Überflüssig zu erwähnen, dass Fauna und Flora in der Nähe eines Flusses von solchen Ausmaßen wächst und gedeiht, insofern vermute ich, dass sich die Inspirationen zu Paranà einerseits aus einigen Ausflügen in die Natur als auch andererseits aus dem trubeligen brasilianischen Leben in den Städten, der Lebenslust und vielleicht aus dem brasilianischen Karneval speisen. Und dann ist da noch der Verdacht, dass der Duft eventuell auch mit persönlichen Begegnungen mit Menschen zu tun hat, mit jemandem, den man liebgewonnen hat? Fragen über Fragen … 😉
Wichtig zu Paranà ist in jedem Fall, dass der Duft streng genommen kein Neuling ist – der Duft war jahrelang ein „Mitglied“ der Olfattology-Kollektion, wie oben bereits erwähnt ebenfalls eine Marke des Galardi-Clans. Dort war der Duft ein Bestseller, genauer – der Bestseller. Im Rahmen der Umstrukturierungen innerhalb der Familie und ihrer Marken übernahm man den olfaktorischen Liebling dann in die BOIS 1920-Kollektion.
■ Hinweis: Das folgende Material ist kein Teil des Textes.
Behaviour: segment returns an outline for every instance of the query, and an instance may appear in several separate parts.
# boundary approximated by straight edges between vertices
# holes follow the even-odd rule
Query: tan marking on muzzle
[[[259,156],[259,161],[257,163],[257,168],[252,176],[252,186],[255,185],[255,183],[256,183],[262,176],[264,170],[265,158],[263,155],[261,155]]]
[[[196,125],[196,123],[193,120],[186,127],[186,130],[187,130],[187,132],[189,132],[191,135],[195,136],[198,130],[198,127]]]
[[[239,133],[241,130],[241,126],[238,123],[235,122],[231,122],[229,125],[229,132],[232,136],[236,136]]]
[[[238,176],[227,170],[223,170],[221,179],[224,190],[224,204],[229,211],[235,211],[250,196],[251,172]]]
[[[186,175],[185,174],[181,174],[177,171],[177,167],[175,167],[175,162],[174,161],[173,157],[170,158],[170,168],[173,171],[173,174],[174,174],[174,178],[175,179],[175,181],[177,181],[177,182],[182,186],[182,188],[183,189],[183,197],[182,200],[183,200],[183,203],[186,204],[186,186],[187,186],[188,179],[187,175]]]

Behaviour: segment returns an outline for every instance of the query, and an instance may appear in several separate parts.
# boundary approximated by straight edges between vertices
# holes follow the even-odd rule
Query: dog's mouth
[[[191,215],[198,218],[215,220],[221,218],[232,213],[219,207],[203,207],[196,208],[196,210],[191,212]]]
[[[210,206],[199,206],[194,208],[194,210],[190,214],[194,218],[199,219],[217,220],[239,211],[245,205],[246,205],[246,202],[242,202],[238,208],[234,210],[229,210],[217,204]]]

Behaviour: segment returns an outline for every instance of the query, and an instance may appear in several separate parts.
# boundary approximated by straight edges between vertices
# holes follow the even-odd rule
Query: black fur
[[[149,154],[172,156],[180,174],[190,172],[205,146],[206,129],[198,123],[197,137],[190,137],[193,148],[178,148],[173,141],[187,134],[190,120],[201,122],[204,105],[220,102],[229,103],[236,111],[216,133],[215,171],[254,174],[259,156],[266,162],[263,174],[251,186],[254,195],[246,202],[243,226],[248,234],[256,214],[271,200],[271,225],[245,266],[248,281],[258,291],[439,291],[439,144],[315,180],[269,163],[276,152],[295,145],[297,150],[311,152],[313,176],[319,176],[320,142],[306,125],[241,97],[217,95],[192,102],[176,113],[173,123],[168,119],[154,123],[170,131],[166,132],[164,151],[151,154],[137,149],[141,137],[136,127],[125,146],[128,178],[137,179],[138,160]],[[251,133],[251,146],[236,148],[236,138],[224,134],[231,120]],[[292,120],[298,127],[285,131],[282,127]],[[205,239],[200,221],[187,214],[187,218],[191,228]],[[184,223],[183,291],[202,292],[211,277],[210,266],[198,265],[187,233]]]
Zwecks der Duftnoten, der Ingredienzen, herrscht Uneinigkeit im Netz, das sei vorab bemerkt. Das liegt unter anderem daran, dass sich alleine bereits die von der Firma für den Duft angegebenen Zutaten unterscheiden, blickt man auf Olfattologys Paranà als auch auf den von BOIS 1920 – dabei ist nichts bekannt darüber, dass man das Parfum bzw. dessen Rezeptur verändert hätte/hat. Ich schiebe das darauf, dass die Ingredienzen ohnehin als Orientierung zu verstehen sind – es versteht sich von selbst, dass beispielsweise Ananas oder ähnliches selbstredend nicht destilliert wird, sondern durch ein synthetisches Molekül evoziert, das eben den Eindruck von Ananas und beispielsweise grünen oder gelben Früchten erweckt. Ein Aspekt, der oftmals unterschätzt wird und zu einer Überbewertung der deklarierten Ingredienzen führen kann – so entstehen dann Diskussionen wie „Aber da ist doch keine Physalis angegeben, sondern nur Mango“ …
Kommen wir schlussendlich zum Wichtigsten, zum „Juice“ im wohlbekannten BOIS-Flakon, diesmal in schlicht-edler transparenter Hülle. Paranà lässt Früchtchen tanzen in der Kopfnote, genauer gesagt schwarze Johannisbeeren und Ananas, strahlend hell erleuchtet von herb-zitrischen Hesperidenfrüchtchen, in jedem Fall Bergamotte, eventuell auch ein paar Zitrönchen. Lebendig, dynamisch und sportlich wirkt dieser Auftakt, unisex und in jedem Fall modern, zeitgemäß, deshalb auch jung. Und er erinnert an einen anderen Duft, der sich mittlerweile fast als Urahn einer ganzen Familie etabliert hat – an Creeds Aventus. Exotisch-zitrische Frische, gepaart mit ein paar Blümchen und Rauch, wenn man genauer hinsieht auch ein Fitzelchen Leder – das macht Aventus aus, das findet sich auch in Paranà. Paranà allerdings zeigt sich etwas subtiler, meines Erachtens nach sowohl auf dem Teststreifen als auch auf meiner Haut ein Quentchen cremig-floraler und darüber hinaus auch rauchiger, holziger, birk(enteer)iger, offenbart des Weiteren eine Art grüne Cremigkeit oder auch cremige Grünheit, die dem Creed-Bestseller abgeht.
Wer Aventus nicht mag, wird sicherlich an Paranà auch keinen Gefallen finden – das trifft aber ehrlicherweise auf die wenigsten Menschen zu. Mir persönlich ist Aventus etwas zu direkt, zu offensiv, obschon ich diese Art Duftrichtung an Männern durchaus adäquat und adrett finde. Ich präferiere hier sehr deutlich den wesentlich dunkleren und rauchigen Bruder Héroïque von Rancé 1795 sowie den für meine Nase etwas lichteren, komplexeren Paranà.
Wie seht Ihr das, Aventus-Freunde hier? Welche Frau (außer mir) trägt ihn oder eines seiner duftenden Geschwisterchen? Und, wenn ja, welches?